Abstract: Objective To establish a 15-plex rapid STR multiplex amplification system. Methods Fourteen auto-chromosome loci and one sex-chromosome were selected to compare the situations of allelic losses and nonspecific amplication under different conditions. FastStart Taq DNA polymerase and DNA standard sample 9947A were used during amplification and optimization process.15-plex rapid STR amplification system was achieved by performing various experiments including selection of amplification conditions and the volume of DNA polymerase, adjustment of inter-locus balance, optimization of rapid amplification, screening of reaction buffers, selection of reaction volume, and a variety of additives.
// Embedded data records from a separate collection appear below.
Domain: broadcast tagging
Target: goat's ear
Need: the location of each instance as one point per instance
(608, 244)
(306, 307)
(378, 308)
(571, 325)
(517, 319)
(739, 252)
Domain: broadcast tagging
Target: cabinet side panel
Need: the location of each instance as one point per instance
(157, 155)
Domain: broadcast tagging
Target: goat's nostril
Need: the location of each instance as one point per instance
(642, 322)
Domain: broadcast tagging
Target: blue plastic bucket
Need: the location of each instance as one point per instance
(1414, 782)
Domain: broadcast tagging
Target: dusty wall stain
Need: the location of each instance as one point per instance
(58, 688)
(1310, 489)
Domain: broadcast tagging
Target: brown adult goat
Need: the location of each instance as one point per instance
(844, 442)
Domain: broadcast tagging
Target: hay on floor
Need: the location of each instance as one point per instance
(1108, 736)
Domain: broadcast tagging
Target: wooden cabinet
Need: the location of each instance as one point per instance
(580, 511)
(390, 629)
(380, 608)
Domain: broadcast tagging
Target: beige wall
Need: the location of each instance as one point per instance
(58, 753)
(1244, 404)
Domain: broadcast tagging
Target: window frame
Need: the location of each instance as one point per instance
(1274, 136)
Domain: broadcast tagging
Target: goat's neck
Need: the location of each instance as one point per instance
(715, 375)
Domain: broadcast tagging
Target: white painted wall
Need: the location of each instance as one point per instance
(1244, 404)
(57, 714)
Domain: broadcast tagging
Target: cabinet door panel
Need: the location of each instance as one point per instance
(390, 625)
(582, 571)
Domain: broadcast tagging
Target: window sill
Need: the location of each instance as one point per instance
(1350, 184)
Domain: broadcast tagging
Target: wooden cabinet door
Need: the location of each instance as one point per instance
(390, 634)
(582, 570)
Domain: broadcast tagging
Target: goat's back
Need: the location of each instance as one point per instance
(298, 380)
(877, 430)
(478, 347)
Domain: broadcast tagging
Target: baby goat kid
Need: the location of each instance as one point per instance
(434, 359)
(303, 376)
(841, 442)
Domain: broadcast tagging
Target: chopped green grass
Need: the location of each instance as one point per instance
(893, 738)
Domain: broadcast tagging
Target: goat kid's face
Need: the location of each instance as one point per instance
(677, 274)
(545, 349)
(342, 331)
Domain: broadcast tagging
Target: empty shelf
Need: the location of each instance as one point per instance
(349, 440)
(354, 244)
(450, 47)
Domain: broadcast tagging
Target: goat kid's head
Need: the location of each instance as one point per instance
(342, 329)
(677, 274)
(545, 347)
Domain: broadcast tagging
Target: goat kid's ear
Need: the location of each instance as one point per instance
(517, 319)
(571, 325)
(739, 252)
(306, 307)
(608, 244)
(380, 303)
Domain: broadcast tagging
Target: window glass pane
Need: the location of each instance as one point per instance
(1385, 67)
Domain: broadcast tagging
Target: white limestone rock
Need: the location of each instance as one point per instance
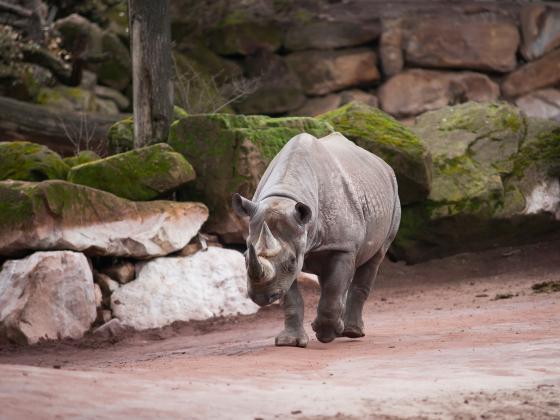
(204, 285)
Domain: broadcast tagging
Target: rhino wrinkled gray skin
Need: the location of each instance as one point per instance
(328, 207)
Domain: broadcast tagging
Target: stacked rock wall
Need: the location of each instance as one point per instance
(410, 57)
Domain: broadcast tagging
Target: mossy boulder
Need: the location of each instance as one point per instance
(140, 175)
(58, 215)
(85, 156)
(384, 136)
(120, 136)
(495, 181)
(230, 153)
(25, 161)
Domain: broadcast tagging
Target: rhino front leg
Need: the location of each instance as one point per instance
(334, 277)
(293, 335)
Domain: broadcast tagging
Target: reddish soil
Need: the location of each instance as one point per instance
(461, 337)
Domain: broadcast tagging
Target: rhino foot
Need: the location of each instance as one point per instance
(293, 338)
(327, 331)
(353, 331)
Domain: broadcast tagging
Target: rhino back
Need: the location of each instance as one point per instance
(351, 191)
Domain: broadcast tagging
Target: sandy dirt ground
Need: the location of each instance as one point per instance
(462, 337)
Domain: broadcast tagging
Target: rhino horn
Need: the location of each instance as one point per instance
(255, 268)
(267, 244)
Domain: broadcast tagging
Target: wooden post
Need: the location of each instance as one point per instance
(150, 38)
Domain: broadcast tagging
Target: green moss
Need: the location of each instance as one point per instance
(84, 156)
(384, 136)
(25, 161)
(139, 175)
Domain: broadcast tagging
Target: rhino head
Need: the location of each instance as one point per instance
(275, 245)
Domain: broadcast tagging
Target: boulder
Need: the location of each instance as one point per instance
(534, 75)
(391, 47)
(46, 296)
(113, 95)
(244, 38)
(318, 105)
(326, 35)
(488, 161)
(230, 153)
(544, 103)
(120, 137)
(204, 285)
(321, 104)
(450, 43)
(25, 161)
(123, 271)
(540, 27)
(102, 50)
(139, 175)
(85, 156)
(322, 72)
(379, 133)
(415, 91)
(278, 88)
(60, 215)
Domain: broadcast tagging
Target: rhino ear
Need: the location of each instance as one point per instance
(242, 206)
(302, 213)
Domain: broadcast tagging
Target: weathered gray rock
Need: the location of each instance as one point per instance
(278, 88)
(379, 133)
(244, 38)
(123, 271)
(230, 153)
(112, 328)
(318, 105)
(495, 181)
(544, 103)
(322, 72)
(59, 215)
(114, 95)
(106, 283)
(452, 43)
(391, 47)
(204, 285)
(102, 50)
(540, 27)
(140, 175)
(25, 161)
(46, 296)
(534, 75)
(415, 91)
(325, 35)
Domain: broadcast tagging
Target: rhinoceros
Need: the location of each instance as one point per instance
(324, 206)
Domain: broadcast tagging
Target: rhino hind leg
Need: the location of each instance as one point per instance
(335, 276)
(357, 295)
(293, 334)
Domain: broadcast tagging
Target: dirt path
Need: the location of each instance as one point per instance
(438, 345)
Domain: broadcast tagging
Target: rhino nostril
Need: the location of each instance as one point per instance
(273, 297)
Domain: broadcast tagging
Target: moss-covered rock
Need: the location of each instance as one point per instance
(120, 136)
(85, 156)
(230, 153)
(381, 134)
(495, 181)
(140, 175)
(25, 161)
(58, 215)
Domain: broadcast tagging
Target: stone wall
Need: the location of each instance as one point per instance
(406, 57)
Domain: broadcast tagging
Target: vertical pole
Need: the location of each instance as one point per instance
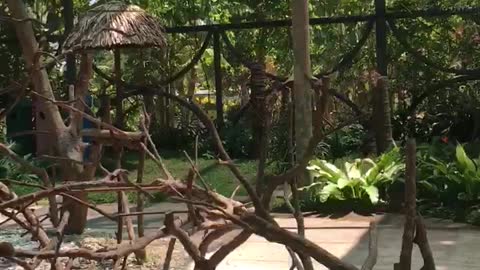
(410, 207)
(381, 37)
(217, 54)
(382, 109)
(70, 71)
(302, 91)
(140, 199)
(119, 91)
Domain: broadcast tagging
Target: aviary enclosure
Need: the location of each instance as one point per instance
(115, 26)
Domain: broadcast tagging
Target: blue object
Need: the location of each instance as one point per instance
(87, 124)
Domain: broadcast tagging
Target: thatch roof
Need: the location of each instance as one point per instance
(115, 25)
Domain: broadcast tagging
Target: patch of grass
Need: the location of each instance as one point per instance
(219, 178)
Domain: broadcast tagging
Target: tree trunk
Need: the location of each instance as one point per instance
(302, 73)
(68, 142)
(119, 116)
(302, 88)
(383, 127)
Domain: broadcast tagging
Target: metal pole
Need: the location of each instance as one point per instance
(217, 57)
(381, 37)
(70, 72)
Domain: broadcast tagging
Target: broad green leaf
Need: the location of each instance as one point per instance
(330, 191)
(330, 170)
(464, 162)
(372, 192)
(342, 182)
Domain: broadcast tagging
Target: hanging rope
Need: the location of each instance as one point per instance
(432, 89)
(347, 59)
(192, 63)
(399, 36)
(243, 60)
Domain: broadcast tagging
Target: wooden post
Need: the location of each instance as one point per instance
(383, 128)
(120, 194)
(68, 16)
(217, 57)
(410, 207)
(140, 200)
(381, 37)
(119, 121)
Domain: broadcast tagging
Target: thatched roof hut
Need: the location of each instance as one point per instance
(115, 25)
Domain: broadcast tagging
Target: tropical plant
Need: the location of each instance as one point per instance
(361, 179)
(450, 181)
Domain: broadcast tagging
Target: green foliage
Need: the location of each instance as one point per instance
(345, 142)
(361, 179)
(453, 182)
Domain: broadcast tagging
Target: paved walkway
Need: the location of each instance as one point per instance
(455, 246)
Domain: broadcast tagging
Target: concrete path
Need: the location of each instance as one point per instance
(455, 246)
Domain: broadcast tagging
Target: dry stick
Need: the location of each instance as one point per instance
(156, 155)
(89, 205)
(150, 213)
(158, 162)
(41, 173)
(120, 206)
(223, 252)
(372, 248)
(190, 207)
(121, 251)
(410, 205)
(421, 240)
(297, 213)
(16, 219)
(124, 263)
(59, 232)
(181, 235)
(22, 183)
(296, 263)
(21, 263)
(128, 222)
(194, 168)
(168, 256)
(117, 133)
(211, 237)
(69, 264)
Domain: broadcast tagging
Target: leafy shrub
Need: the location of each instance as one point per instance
(360, 180)
(451, 182)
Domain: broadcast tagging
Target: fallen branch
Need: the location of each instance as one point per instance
(372, 247)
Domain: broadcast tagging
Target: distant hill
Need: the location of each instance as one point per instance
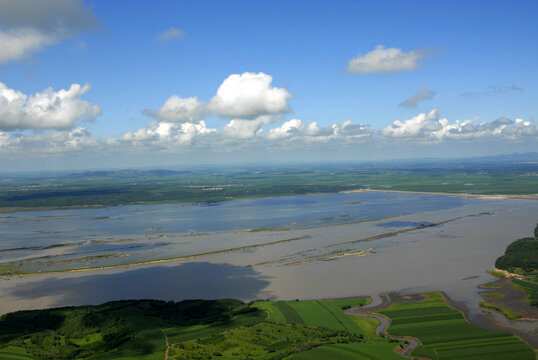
(127, 173)
(520, 255)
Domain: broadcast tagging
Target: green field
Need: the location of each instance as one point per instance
(362, 351)
(326, 313)
(506, 312)
(231, 330)
(445, 334)
(197, 184)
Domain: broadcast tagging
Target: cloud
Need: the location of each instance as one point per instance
(430, 127)
(422, 94)
(48, 109)
(383, 59)
(26, 26)
(16, 44)
(493, 89)
(178, 109)
(166, 133)
(245, 129)
(170, 34)
(249, 95)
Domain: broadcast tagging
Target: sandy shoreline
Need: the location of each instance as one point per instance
(460, 195)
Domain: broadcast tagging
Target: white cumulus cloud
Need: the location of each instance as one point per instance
(160, 133)
(16, 44)
(422, 94)
(249, 95)
(178, 109)
(26, 26)
(242, 129)
(170, 34)
(428, 127)
(44, 110)
(383, 59)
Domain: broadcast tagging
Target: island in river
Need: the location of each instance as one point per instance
(318, 246)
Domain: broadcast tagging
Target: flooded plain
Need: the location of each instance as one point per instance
(292, 247)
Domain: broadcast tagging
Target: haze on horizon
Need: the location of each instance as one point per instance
(115, 84)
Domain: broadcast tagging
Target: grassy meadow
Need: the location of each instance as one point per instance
(445, 334)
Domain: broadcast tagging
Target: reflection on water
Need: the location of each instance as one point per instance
(29, 229)
(196, 280)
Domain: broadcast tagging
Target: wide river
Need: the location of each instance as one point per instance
(306, 247)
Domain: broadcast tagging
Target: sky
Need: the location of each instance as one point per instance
(98, 84)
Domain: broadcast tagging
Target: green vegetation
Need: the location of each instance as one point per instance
(380, 351)
(229, 329)
(367, 325)
(491, 295)
(531, 288)
(445, 334)
(491, 286)
(497, 274)
(508, 313)
(263, 340)
(521, 257)
(326, 313)
(128, 328)
(106, 188)
(194, 329)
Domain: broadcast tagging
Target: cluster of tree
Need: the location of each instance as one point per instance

Results Using 10 μL rapid PCR system, including 1 ng DNA templates, 0.4 μL polymerase and 10×FastStart high fidelity reaction buffer, a complete and well-balance DNA profile of 15 STR loci for standard genomic DNA was obtained in 32 minutes, without the allele drop-out and non-specific amplicons. Meanwhile, 5% glycerinum, 0.01% gelatin, 0.05% gelatin and 5 mmol/L ammonium sulfate could be used as the reactive additive during the amplification procedure. Conclusion The 15-plex rapid STR multiplex amplification system can be used to decrease reaction time and enhance sample throughput.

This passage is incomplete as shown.